GETTING THE SMOOTHEST LOW-SPEED MOTION POSSIBLE WITH SUB-MICROSTEPPING
Figure 2 shows a linearly interpolated 10-microstep waveform. The space between each step change in current is now linearly “filled in” with 32 sub-microsteps to give the motor an effective 320 microstep smoothness. A normal 320-microstep drive requires a 3.2 MHz step pulse frequency to get 3,000 RPM from the motor. The GM215 and G214 require only a 0.1 MHz step pulse frequency to get the same speed while operating at 10 microstep.
Figure 3 shows the individual sub-microsteps over a small range of the Figure 4 waveform. Each cycle of the yellow trace is the 10-microstep input step pulse.
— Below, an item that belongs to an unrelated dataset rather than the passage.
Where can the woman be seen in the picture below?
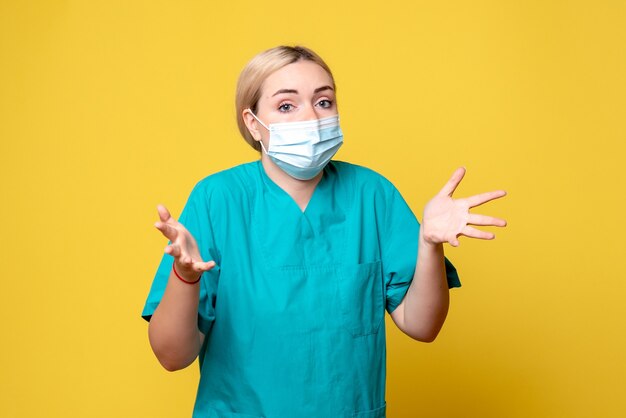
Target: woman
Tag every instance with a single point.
(279, 271)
There are 16 sub-microsteps seen per input period; the other phase winding's sub-microsteps are interleaved for a total of 32 sub-microsteps.
The GM215's FPGA measures every step input period and then divides the measured time period by 16. The result goes to a timing circuit that produces exactly 16 evenly spaced pulses over the span of every input pulse period. The G214 will change the level of sub-microstepping based on the resolution setting for best performance. With a maximum resolution of 256 microstep it will operate smoothly at all resolution settings because of this feature without any rough stepping at lower resolutions.